L’étude réalisée par Petra de Sutter en 2014 auprès de personnes trans démontre que la situation de transparentalité n’influence pas négativement le développement d’un enfant. Il n’y a aucune constatation de trouble au niveau du développement sexuel ou de l’identité de genre des enfants issues de ces familles[2]. Les enfants ont la capacité de comprendre la transition vécue par leur parent et de s’ajuster à ce changement puisqu’ils sont curieux et ouverts d’esprit. Dans plusieurs cas, les parents sont réticents à partager leur nouvelle identité à leurs enfants par peur de les perturber mais il arrive que les jeunes provoquent des situations où le parent peut s’affirmer librement et où une discussion peut se produire avec l’enfant comme dans le cas de la fille de Maryse une participante à l’enquête de Alain Giami, qui avait demandé à Maryse de lui montrer son apparence féminine alors qu’elle prenait une présentation physique masculine devant sa fille suite à un accord avec son ex-femme[3]. Le gouvernement du Canada reconnait officiellement la transparentalité sur son site officiel[5]. Ce faisant, on reconnait cette réalité ce qui aide les membres de la communauté trans qui souhaitent devenir parent ou qui le sont déjà en leur offrant une plateforme pour parler de leur réalité. Ce mot sert aussi à faire reconnaitre les droits des personnes trans et combat la discrimination envers les parents trans basée sur le préjugé que la transparentalité affecte le développement de l’enfant[6].
L’histoire de Stéphanie et Pauline est un cas dans une étude de Laurence Hérault qui montre la réalité de plusieurs personnes transparentales qui doivent passer au travers de plusieurs étapes comme la fondation de la famille, la réaction de la famille, des amis, du conjoint/e en même temps d’apprendre à assumer cette nouvelle identité. Les enfants peuvent aider le parent à s’accepter comme dans le cas de la fille d’Adrien, un homme trans de l’étude de Alain Giami, qui l’appelle encore maman mais qui l’appelle Adrien devant des inconnus ce qui lui évite d’être mégenré et d’affirmer son identité sociale masculine tout restant la mère de sa fille[3].
Transgendérisme VS Transsexualisme
Les phénomènes de transgendérisme et de transsexualisme ne sont pas synonymes lorsque l’on parle de transparentalité. Le transsexualisme se définit par le changement de sexe par une réattribution de genre qui implique des interventions médicales alors que le transgendérisme se veut être plus inclusif pour les différentes transidentités et les transitions sans chirurgie de réattribution comme les personnes non-binaire. Ces personnes ne rejettent pas entièrement leur corps sexué. Les personnes n’ayant pas eu des transformation complète peuvent se voir refuser l’accès à l’adoption, et donc à la parentalité, en France[2]. Le phénomène de transgendérisme est considéré comme un standard plus éthique auprès de la communauté médicale à l’international alors que le transsexualisme est un terme médical qui porte une connotation négative et qui met de l’avant la binarité des genres, ce qui invalide l’expérience de plusieurs personnes transidentitaires[7].

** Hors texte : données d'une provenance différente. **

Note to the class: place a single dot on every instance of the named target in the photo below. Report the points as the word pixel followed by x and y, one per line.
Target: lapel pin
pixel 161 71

Procréation médicalement assistée et auto-conservation des gamètes
En Belgique
Pour respecter le principe selon lequel « la mère est celle qui accouche », les hommes trans qui mettent au monde un enfant sont considérés comme des mères à l’état civil[4].
L'Hôpital Universitaire de Gand (en) n'a mis en place aucune démarche spécifique concernant les personnes trans. Paul De Sutter explique: « N’oublions pas qu’il y a environ 30 ans, les mêmes discussions ont eu lieu en ce qui concerne les couples gays ou lesbiens, dont on disait qu’ils ne pourraient pas être de bons parents, et la société leur était très hostile. De nombreuses études ont montré qu’il n’en est rien. Ne faisons pas la même erreur deux fois. Si la société est injustement hostile à certains individus, il est notre devoir d’aider à changer ces mentalités, en ne refusant pas à ces personnes les enfants qu’elles veulent avoir »[8].
En France
En 2021, les personnes trans n'ont accès à la PMA avec donneur en France que dans deux situations.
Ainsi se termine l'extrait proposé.